The movie, Brothers:
My Dad has been in Poland since late May. Today, I drove my mother to the airport. She'll be in Poland for a while. Jorjette left to go to Michigan's prettier coast on the West side. What I'm getting at is that brother Kenan and I are home, bachelor padding it for a week. We do nothing better than watching weird, indie movies (okay, the occasional blockbuster sneaks in too). Tonight's selection was a movie called Brothers.
Brothers is a Danish film from 2004 that garnered a little bit of acclaim from Cannes and Sundance but as far as I know, probably went unnoticed on the whole. It was certainly the first Danish spoken movie I'd seen.
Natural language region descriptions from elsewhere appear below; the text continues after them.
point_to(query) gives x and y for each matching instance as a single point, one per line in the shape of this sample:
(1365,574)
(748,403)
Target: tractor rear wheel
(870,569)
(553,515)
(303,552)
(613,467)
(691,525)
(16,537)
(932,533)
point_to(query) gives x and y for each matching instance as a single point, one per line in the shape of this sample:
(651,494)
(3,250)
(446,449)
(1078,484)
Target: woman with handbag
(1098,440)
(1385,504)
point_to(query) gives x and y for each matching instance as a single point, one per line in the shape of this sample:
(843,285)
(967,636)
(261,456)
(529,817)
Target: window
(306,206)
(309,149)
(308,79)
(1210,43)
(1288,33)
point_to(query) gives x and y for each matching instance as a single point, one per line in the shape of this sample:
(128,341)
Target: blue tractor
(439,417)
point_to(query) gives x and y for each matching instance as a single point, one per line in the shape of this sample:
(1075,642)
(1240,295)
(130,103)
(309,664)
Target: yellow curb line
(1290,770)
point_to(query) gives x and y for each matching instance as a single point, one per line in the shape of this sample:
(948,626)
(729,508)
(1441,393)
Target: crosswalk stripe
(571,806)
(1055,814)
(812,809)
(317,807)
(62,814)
I checked out the trailer before hand and noticed a couple things, 1. it was a Focus Features movie (good), 2. the name of the movie was Brothers (uncertain), 3. one of the brothers was very stereotypically "rough" looking (bad), 4. the song playing over the trailer made me feel like it was a good movie even though I was only watching the trailer (does that make sense?).
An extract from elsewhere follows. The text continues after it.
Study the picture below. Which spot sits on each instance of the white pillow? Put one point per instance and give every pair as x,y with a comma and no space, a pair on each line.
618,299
[Fyi ... I won't give away any specifics, but I may hint at general themes that may act as spoilers]
The basic premise of the movie revolves around two brothers, one of whom starts the movie being released from jail and the other has a wife and two daughters but is going back to war. There's tangible tension between the two brothers and the parents are obviously disappointed with the jail bird brother. As you can see in the trailer, the good brother is thought to be killed in war but returns a few months later to his distraught family. Leading up to watching the movie and throughout the first third of it, I expected a simple redemption story about a "roughneck" brother who turns around his life when he's called upon to be there for his family.
What I appreciated about the movie wasn't that the "bad" brother showed signs of "good" (the "ragamuffin with the heart of gold" character is hardly a new role) but rather that the "good" brother showed signs of "bad." A pivotal moment depicting "good" brother's "badness" halfway through made me realize that this movie had an extra layer to explore. The idea that the best of us are capable of evil is a poignant one, especially for those of us with relatively clean records. It is easy to fall into one's assumed role of being good, bad, or otherwise (fill in the blank) yet we must make decisions on a case by case scenerio. We are living, breathing, organisms that are constantly capable of a host of varying actions. Reputation plays its part but we are larger than others' perceptions.
I can't really go any further without dropping plot points but I appreciated that the brothers' morality (I'm over-simplifying a bit with the term, morality) moves in an inverted motion. I encourage a viewing of this movie, specifically before the Hallmark-ish American version is released this December. Go!View!Think!